MONTREAL -- A two-drug combination using a generic formulation of the protease inhibitor darunavir/ritonavir plus lamivudine appeared to control HIV as well as the same combination with added tenofovir, according to results of the phase IV reported here.
In the intention-to-treat analysis, 91% patients on the dual therapy achieved undetectable viral loads using the 50-copy assay at 48 weeks compared with 93% of those on triple therapy (P<0.01 for non-inferiority), said Maria Ines Figueroa, MD, of Fundacion Huesped in Buenos Aires, Argentina.
And in the per-protocol analysis, undetectable viral load rates were 98% and 99%, respectively (P<0.01 for non-inferiority), she noted.
In a post-hoc evaluation of patients with higher viral loads at baseline, about 90% of the patients on triple therapy achieved undetectable viral loads, compared with 87% of those on dual drug therapy, she added, explaining that the difference fell outside the criteria for non-inferiority.
"These results support [the] darunavir/ritonavir regimen as a potential therapeutic option for antiretroviral-naïve subjects, at least for patients with viral load below 100,000 copies/mL at baseline," she said at the .
"It is excellent to see the long-term outcomes with generic darunavir-lamivudine," said session moderator Chloe Orkin, MD, of Queen Mary's University London.
"The message here, really, is that an inexpensive medicine can have good results in treating people with HIV and that there is more than one two-drug therapy treatment aside from dolutegravir that can be used to maintain HIV suppression," she told MedPage Today. "It is an important finding."
The randomized open-label ANDES trial included 336 patients who had not previously received antiretroviral therapy, recruited from seven sites in Argentina. A total of 171 were assigned to receive dual therapy with darunavir 800 mg/ritonavir 100 mg in a fixed-dose combination plus lamivudine 300 mg, and 165 received triple therapy with the treatment plus tenofovir 300 mg.
The patients were a median 36 years old, and about 90% of the cohort were men. Median CD4-positive cell count was about 415 cells/mm3, although about 8% of the patients had CD4-positive cells counts below 200 cells/mm3, Figueroa reported.
About 93% of the patients enrolled in ANDES had CDC stage A disease, and about 23% had circulating HIV RNA of greater than 100,000 copies/mL.

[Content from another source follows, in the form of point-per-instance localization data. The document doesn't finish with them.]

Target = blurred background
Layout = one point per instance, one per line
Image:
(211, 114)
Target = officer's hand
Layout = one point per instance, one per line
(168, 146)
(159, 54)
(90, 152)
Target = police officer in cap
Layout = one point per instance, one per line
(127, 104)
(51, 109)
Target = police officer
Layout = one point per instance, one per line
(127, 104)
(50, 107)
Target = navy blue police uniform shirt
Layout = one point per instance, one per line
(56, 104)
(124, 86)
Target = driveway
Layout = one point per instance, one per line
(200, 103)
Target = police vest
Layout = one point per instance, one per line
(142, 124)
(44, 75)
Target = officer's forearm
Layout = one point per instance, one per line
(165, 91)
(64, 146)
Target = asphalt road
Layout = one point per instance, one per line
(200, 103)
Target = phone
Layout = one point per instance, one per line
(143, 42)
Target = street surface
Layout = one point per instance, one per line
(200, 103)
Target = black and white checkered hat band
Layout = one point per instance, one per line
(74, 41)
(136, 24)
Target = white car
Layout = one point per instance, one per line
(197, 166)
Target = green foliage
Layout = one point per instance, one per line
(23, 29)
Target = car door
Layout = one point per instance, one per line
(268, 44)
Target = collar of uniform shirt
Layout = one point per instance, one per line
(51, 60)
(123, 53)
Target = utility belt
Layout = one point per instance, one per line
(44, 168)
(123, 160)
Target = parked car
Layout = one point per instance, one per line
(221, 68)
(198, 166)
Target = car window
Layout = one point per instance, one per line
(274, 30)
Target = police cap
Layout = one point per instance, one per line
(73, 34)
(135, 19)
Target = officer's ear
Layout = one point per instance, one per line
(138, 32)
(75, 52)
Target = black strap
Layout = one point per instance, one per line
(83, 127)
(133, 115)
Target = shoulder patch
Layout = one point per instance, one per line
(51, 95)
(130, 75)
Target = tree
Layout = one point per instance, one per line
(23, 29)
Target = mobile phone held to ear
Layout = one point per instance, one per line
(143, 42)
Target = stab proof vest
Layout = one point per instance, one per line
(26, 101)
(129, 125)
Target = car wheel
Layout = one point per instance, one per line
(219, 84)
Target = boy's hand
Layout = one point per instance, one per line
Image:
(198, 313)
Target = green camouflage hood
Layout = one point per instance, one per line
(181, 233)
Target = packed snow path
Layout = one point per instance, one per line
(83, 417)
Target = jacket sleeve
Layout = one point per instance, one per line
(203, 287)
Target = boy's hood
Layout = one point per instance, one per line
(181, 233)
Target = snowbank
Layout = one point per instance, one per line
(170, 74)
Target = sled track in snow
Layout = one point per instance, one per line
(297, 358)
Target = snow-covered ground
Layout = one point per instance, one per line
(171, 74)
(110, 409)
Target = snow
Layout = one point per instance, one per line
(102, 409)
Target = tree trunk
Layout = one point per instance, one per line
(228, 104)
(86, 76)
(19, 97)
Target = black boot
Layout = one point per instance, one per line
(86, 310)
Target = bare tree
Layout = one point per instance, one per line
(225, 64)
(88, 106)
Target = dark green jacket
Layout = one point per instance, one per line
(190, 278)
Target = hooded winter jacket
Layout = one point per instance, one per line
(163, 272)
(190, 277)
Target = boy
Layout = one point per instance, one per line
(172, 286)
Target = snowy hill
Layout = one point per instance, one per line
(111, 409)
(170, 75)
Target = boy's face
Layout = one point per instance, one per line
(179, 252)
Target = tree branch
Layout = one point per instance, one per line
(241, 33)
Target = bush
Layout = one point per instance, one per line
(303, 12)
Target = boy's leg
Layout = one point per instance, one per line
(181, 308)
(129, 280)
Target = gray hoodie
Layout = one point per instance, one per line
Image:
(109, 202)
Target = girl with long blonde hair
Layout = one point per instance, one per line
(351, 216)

A total of seven patients had virological failure: three on triple therapy, and four on dual therapy. Of the patients who experienced virological failure, three in the dual-therapy arm and two in the triple-therapy arm did not reach undetectable viral loads.

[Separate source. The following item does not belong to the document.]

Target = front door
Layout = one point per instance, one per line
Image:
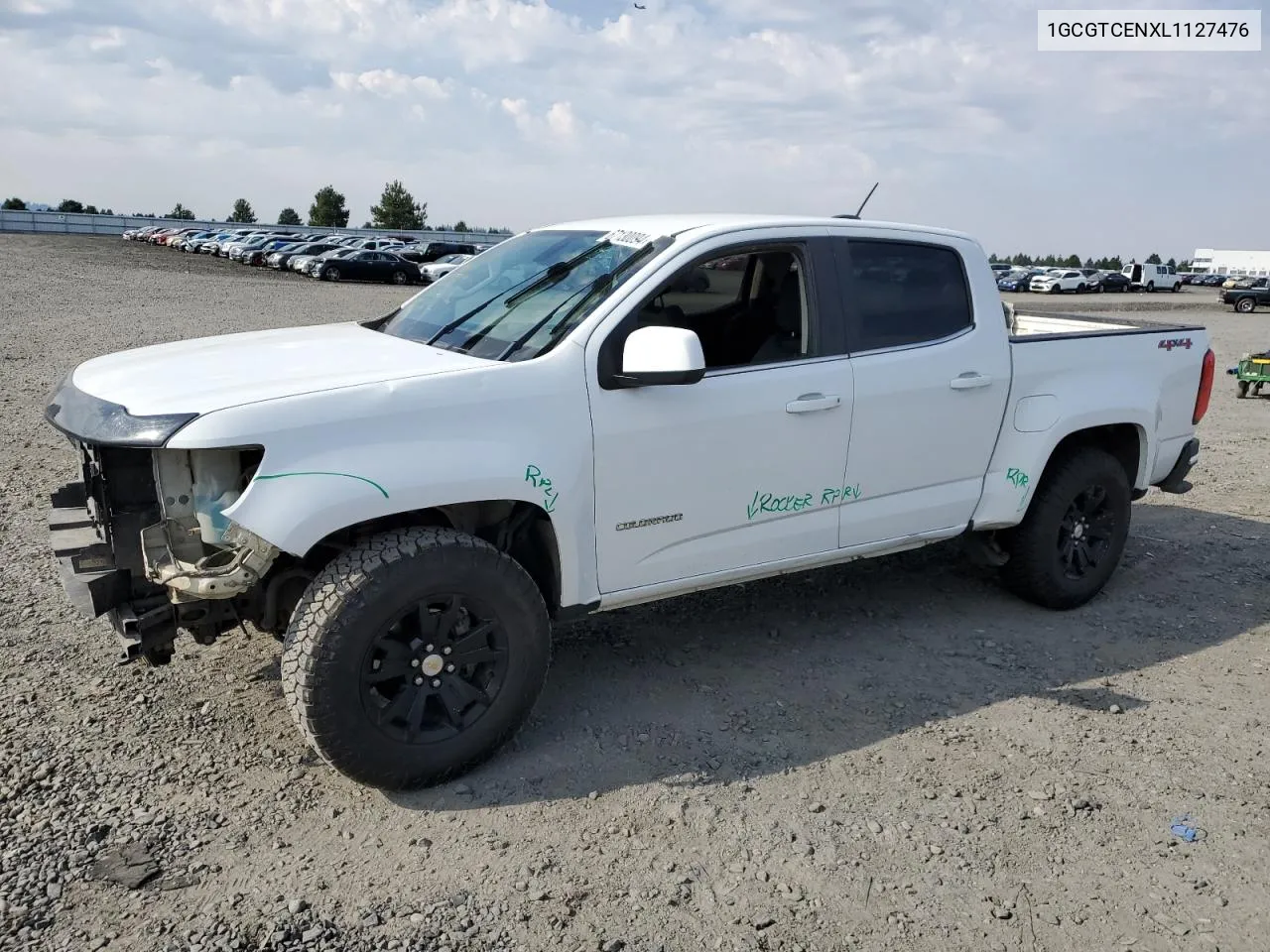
(931, 389)
(746, 466)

CD4-positive cell increase, a marker of immune system health, rose similarly in both groups, Figueroa reported. Those on triple therapy achieved an average 238 cells/mm3, while those on triple therapy saw an average rise of 275 cells/mm3 (P=0.442), a non-significant difference.
The dual-therapy strategy was "safe and well tolerated," she said. As was anticipated, grade 2/3 adverse events were higher in the triple-therapy arm (19% vs 12% with dual therapy, P=0.04). More abdominal pain was also cited by patients in the triple-therapy arm.

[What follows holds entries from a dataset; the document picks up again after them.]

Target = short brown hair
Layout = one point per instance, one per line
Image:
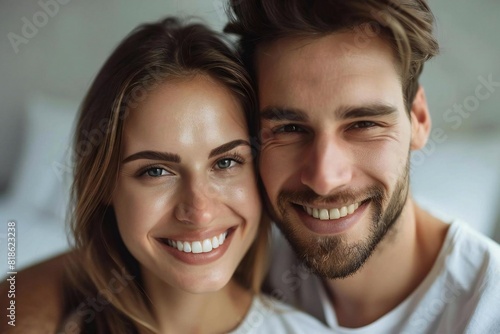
(406, 24)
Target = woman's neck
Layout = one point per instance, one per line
(177, 311)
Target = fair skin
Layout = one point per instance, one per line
(347, 156)
(335, 142)
(199, 184)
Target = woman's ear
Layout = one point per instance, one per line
(420, 120)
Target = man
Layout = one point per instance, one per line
(341, 110)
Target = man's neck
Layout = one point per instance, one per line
(396, 268)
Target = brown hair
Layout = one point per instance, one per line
(150, 55)
(406, 24)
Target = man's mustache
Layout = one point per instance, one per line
(308, 196)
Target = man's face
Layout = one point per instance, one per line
(335, 146)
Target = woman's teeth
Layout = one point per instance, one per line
(331, 214)
(196, 247)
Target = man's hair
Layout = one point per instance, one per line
(406, 24)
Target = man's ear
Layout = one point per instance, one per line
(420, 120)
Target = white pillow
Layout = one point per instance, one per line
(44, 175)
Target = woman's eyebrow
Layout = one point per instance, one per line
(227, 147)
(153, 155)
(279, 113)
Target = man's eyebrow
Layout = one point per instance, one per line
(227, 147)
(153, 155)
(372, 110)
(277, 113)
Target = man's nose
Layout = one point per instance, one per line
(198, 204)
(327, 166)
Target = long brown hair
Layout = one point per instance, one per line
(406, 24)
(150, 55)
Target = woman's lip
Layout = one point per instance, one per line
(198, 258)
(329, 227)
(197, 236)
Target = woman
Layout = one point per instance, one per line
(167, 214)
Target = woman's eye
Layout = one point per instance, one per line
(363, 125)
(156, 172)
(225, 163)
(289, 128)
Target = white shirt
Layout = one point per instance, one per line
(268, 315)
(461, 293)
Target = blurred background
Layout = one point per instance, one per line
(50, 51)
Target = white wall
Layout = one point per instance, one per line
(64, 55)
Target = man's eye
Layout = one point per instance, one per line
(225, 163)
(289, 128)
(156, 172)
(363, 125)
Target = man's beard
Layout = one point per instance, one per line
(333, 256)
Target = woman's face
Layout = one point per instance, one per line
(186, 199)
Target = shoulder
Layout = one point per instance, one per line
(472, 249)
(269, 315)
(471, 276)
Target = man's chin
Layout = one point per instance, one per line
(330, 256)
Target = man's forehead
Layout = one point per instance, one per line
(329, 48)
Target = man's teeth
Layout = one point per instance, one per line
(329, 214)
(196, 247)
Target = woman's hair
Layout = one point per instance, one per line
(406, 24)
(150, 55)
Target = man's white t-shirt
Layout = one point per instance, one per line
(270, 316)
(461, 293)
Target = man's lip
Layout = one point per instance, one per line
(323, 205)
(330, 227)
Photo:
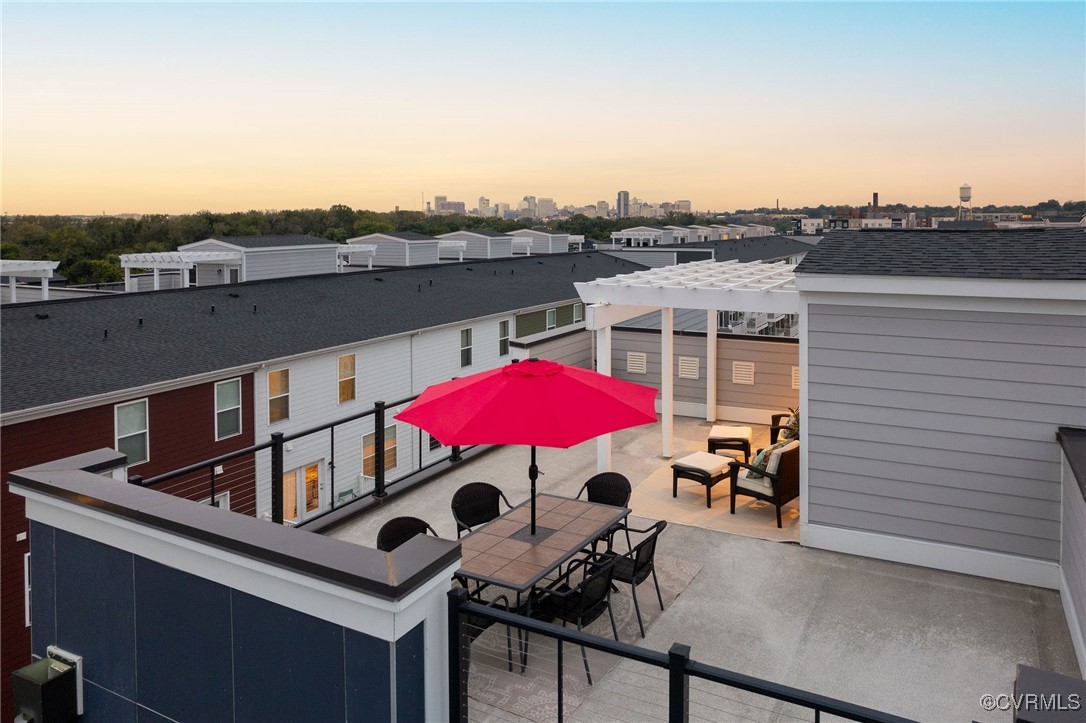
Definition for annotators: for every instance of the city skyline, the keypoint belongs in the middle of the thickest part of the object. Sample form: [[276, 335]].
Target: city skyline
[[177, 108]]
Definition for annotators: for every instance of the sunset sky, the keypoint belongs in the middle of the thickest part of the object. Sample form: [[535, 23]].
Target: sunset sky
[[178, 108]]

Lipid profiles and liver enzyme test abnormalities were similar for both arms of the trial, she reported.
Disclosures
The study received government support and funding from Richmond Pharmaceuticals.
Figueroa disclosed no relevant relationships with industry. Orkin disclosed relationships with several pharmaceutical companies engaged in HIV research, including Merck, Bristol Myers Squibb, and Gilead.
Primary Source
International AIDS Conference
Figueroa M, et al "Dual therapy based on DRVr plus 3TC in HIV-1 naïve patients: Global 48 week results from ANDES study" IAC 2022; Abstract 7335.